Gestione cava di Ofena In nove sotto processo

Imprenditori accusati di truffa, sindaco e funzionari comunali di abuso d’ufficio Contestata a un imputato la tentata corruzione nei confronti della Coletti

L’AQUILA. L’inchiesta su presunte irregolarità nella gestione della cava di Ofena, che fu avviata dai carabinieri del Noe, ha portato al rinvio a giudizio in tribunale di tutti gli imputati. Resta in piedi anche l’imputazione di una tentata corruzione nei riguardi dell’ex sindaco del paese, Anna Rita Coletti, della quale è stata accolta la richiesta di costituzione di parte civile. Tutti gli imputati compariranno in tribunale il 6 novembre.

In relazione alla contestata gestione della cava ci sono Domenico Di Marzio e Rocco Di Marzio, rappresentanti della società che ha gestito la cava, il responsabile del cantiere e il direttore dei lavori, Antonio Palozzo e Cristian Salvatore, tutti originari delle province di Chieti e Pescara, i quali sono accusati di truffa per avere proceduto all’estrazione abusiva di un certo quantitativo di ghiaia. Secondo il pm sono accusati di aver effettuato un risanamento non corretto. Ci sono anche contestazioni riguardanti il mancato smaltimento di fanghi.

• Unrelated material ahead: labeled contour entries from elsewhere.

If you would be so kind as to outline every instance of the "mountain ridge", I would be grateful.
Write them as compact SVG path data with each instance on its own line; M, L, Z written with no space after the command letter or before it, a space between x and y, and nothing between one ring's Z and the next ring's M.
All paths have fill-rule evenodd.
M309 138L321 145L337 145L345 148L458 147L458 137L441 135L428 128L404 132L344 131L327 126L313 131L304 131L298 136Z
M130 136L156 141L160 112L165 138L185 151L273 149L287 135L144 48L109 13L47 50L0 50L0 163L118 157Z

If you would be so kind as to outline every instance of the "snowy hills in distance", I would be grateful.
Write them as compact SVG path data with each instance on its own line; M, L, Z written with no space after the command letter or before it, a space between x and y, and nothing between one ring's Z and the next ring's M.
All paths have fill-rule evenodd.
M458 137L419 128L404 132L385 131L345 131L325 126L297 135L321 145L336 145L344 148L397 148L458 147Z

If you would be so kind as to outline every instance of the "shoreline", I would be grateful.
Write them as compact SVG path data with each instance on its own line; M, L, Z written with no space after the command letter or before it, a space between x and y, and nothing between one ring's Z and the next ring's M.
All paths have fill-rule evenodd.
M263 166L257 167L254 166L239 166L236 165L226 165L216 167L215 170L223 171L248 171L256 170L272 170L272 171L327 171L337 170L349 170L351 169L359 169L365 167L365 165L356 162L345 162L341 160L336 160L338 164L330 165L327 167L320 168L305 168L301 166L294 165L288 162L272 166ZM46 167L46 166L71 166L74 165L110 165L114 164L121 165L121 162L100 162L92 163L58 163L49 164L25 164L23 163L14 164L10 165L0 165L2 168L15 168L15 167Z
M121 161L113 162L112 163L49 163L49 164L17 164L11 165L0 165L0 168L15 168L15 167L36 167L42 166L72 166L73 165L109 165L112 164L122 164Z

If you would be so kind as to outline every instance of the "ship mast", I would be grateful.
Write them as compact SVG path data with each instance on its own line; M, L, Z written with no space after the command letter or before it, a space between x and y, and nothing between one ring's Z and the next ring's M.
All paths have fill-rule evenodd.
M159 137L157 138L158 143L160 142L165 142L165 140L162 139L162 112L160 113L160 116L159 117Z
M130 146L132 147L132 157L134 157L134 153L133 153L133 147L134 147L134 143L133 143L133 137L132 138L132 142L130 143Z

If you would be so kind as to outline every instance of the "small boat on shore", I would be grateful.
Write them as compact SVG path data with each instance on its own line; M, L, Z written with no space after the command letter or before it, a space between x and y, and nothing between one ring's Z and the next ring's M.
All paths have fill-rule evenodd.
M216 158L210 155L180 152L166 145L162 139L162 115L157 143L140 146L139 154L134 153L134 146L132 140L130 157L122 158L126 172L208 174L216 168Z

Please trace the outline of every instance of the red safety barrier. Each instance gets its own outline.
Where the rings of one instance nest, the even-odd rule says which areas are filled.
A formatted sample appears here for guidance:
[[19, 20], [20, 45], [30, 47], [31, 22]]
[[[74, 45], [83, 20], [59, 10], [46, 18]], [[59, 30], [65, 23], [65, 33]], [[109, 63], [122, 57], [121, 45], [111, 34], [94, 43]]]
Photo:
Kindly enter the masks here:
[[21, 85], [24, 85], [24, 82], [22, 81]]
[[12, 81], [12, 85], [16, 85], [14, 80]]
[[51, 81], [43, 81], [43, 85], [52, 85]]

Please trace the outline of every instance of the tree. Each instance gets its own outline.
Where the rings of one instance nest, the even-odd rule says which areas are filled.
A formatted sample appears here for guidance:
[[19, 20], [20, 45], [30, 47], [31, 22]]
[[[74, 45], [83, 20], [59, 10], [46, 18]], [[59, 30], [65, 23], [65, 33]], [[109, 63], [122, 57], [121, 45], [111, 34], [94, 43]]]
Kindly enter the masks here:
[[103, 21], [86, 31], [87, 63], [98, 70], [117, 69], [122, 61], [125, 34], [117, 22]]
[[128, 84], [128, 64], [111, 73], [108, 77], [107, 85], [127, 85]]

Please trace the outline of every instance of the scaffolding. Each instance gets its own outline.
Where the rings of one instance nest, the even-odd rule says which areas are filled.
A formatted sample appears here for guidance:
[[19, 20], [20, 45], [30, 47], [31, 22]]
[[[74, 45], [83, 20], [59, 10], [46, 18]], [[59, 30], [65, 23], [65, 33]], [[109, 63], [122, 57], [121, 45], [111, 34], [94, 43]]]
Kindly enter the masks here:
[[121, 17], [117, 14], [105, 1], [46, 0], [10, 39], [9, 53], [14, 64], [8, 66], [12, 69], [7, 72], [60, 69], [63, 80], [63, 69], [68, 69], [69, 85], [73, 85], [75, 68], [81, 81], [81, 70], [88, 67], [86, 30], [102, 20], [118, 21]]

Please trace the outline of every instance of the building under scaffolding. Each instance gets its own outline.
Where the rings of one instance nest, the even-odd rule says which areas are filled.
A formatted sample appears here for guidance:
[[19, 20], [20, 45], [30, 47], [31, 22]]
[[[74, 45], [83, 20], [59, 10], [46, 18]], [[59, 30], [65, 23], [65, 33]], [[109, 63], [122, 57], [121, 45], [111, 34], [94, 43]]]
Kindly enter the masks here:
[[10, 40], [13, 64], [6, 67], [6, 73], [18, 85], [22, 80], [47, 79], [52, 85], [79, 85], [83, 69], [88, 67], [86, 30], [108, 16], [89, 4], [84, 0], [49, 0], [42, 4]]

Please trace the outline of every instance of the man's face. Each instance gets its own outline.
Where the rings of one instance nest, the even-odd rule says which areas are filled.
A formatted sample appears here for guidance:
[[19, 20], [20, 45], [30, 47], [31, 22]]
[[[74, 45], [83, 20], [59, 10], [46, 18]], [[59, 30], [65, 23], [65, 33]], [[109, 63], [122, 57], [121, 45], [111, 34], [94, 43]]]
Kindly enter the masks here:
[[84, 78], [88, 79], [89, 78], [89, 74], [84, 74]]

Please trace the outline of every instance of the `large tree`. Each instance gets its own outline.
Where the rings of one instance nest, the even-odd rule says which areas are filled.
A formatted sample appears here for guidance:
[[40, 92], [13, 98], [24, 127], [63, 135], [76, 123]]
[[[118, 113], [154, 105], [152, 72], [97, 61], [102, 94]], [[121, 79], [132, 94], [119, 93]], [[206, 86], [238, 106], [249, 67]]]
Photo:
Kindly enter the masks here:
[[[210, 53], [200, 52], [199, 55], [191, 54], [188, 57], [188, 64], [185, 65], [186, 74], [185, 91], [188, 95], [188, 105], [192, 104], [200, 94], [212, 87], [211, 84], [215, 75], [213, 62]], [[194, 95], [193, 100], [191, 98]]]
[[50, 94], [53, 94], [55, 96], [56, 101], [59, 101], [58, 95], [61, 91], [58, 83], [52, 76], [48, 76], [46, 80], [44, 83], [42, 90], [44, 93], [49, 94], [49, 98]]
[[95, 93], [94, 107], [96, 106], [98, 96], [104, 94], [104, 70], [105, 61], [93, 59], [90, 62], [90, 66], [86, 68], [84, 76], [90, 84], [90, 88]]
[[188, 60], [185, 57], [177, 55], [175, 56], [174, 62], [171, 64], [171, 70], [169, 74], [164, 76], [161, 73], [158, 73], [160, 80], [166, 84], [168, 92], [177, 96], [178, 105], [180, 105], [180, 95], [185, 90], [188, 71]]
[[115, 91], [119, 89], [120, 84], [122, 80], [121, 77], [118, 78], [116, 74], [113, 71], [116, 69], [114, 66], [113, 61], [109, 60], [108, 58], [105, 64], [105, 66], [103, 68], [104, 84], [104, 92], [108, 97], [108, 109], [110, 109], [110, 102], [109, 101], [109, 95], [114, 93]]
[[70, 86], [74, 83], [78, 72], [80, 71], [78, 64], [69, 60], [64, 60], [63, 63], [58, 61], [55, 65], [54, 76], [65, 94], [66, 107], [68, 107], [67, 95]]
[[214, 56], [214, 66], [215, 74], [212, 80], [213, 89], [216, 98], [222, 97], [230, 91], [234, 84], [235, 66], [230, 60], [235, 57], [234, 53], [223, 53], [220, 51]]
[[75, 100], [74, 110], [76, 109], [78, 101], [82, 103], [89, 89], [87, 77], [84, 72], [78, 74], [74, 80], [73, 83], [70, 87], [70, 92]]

Contestato anche l’esercizio di attività estrattiva in difformità dalla concessione avuta nel 2004.

Rinvio a giudizio con l’accusa di abuso d’ufficio anche per il sindaco del paese Mauro Castagna e gli assessori Antonio Silveri e Luciano Dionisi oltre che per il funzionario comunale Patrizio Adezio.

La Procura li accusa in quanto avrebbero attestato che la ditta Di Marzio, concessionaria uscente della cava, aveva dimostrato di possedere i requisiti per l’attività estrattiva «nonostante l’inadempimento accertato in esecuzione di obblighi».

Ma l’accusa più pesante è quella dalla quale si dovrà difendere Luigi Pagnini, concessionario dell’attività di coltivazione della cava, sospettato i istigazione alla corruzione, Avrebbe offerto un orologio Cartier di metallo al consigliere comunale di minoranza ed ex sindaco, Anna Rita Coletti, per evitare interrogazioni in consiglio comunale che avrebbero provocato controlli e intoppi. Il sospettato respinge le accuse che verranno meglio vagliate nel processo di fronte al tribunale collegiale.

Fonti di prova sono la relazione dell’Arta di Pescara, un fascicolo fotografico, e altra documentazione dei carabinieri.

Il provvedimento di rinvio a giudizio è stato firmato dal giudice per le udienze preliminari del tribunale Marco Billi su richiesta del sostituto procuratore Stefano Gallo.